9 ETERNITY • 32

9 1 0
                                    

Suana di pengadilan terasa begitu menegangkan, Helen tidak memperdulikan orang yang memberikan cemooh dan tuduhan dari mereka. Yang ia butuhkan sekarang hanyalah memastikan. Memastika keadaan sang putri.

Ia ingin melihat Hazel, bagaimana keadaan Hazel sekarang? Apakah dia baik-baik saja, sampai saat ini tidak ada yang memberikan informasi tentang anaknya itu.

"Bukti. Semuanya sudah ada di depan mata. Bagaimana anda bisa mengelak lagi?" Ucap polisi yang sedari tadi mengintrograsi Helen.

"Apa tidak cukup, pernyataan yang saya berikan sebelumnya. Itu sudah menjelaskan bahwa saya tidak bersalah pak," ucapnya dengan napas yang naik turun, kentara bahwa ia menahan emosi.

"Dimana letak keadilan? Kalian seakan-akan menutup mata."

"Bahkan kalian tidak menyelidik lebih dalam soal kasus ini. Terlalu mudah untuk di tipu, terlalu mudah percaya tanpa memastikan bahwa itu tidak benar adanya." Ucap Helen lantas tanpa adanya takut sedikitpun.

Laki-laki memakai seragam itu membawa tas terakhir yang Helen bawa, dan menunjukkan benda yang terbungkus plastik transparan.

"Kami menemukan bahwa anda memakai benda ini. Dan kami menemukan beberapa dari sini." Polisi itu mengeluarkan tiga buah sabu dari tas Helen.

"Kami juga sudah memata-matai anda, bagaimana anda berpikir untuk mengonsumsi hal ini?" Sebut saja namanya Ricardo, laki-laki itu bertanya dengan emosi yang mulai meluap. Ia tau bagaimana latar belakang wanita itu.

Ia juga prihatin namun mau bagaimana lagi, Helen yang memilih jalan seperti ini.

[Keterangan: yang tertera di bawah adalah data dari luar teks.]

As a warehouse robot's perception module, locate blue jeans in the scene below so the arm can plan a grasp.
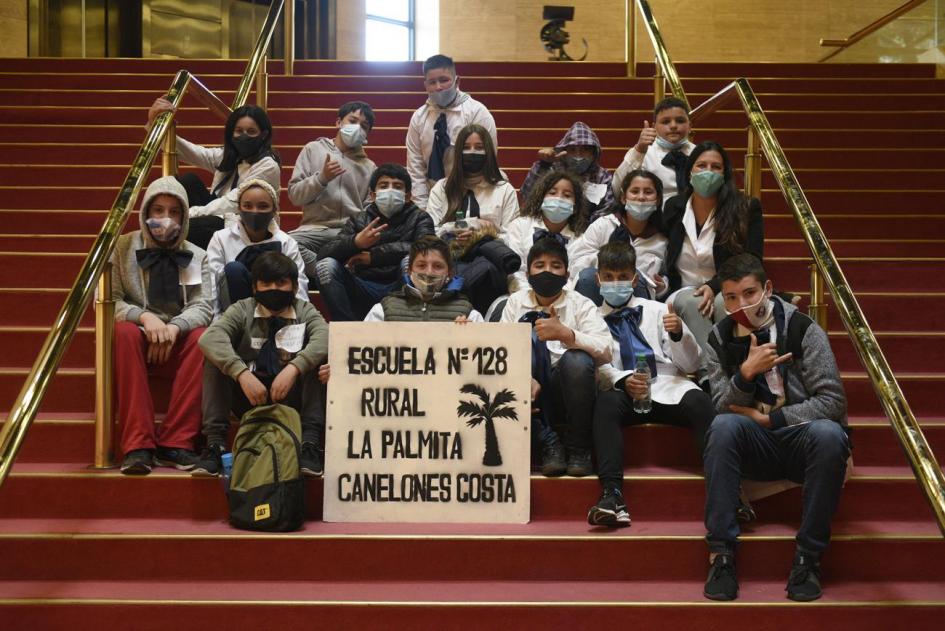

"Bahkan tidak cuman itu, tersangka di tetapkan telah menebar luaskan narkotika yang sejenis sabu ini."

"Pak. Tolong. Anak saya sendirian." Helen benar-benar sudah habis energi, namun ia tidak boleh menyerah. Ia harus berjuang demi Hazel.

"Izinkan saya untuk menemani putri saya terlebih dahulu, dia tidak punya siapa-siapa disana selain saya pak." Melasnya yang sedaritafi berusaha menahan airmatanya dan kini pecah juga. Ia hanya khawatir kepada Hazel.

"Baiklah ibu Helen. Saya sebagai ketua hakim menyatakan bahwa anda di penjara 12 tahun."

"Atas tindakan tindakan tidak terpuji lewat uud... Dengan barang bukti 5 kantong sabu dan beberapa bukti yang menguatkan. Diharapkan untuk ibu Helen mengertj akan tugas kami disini. Terimakasih." Setalah berbicara panjang lebar hakim itu pergi juga.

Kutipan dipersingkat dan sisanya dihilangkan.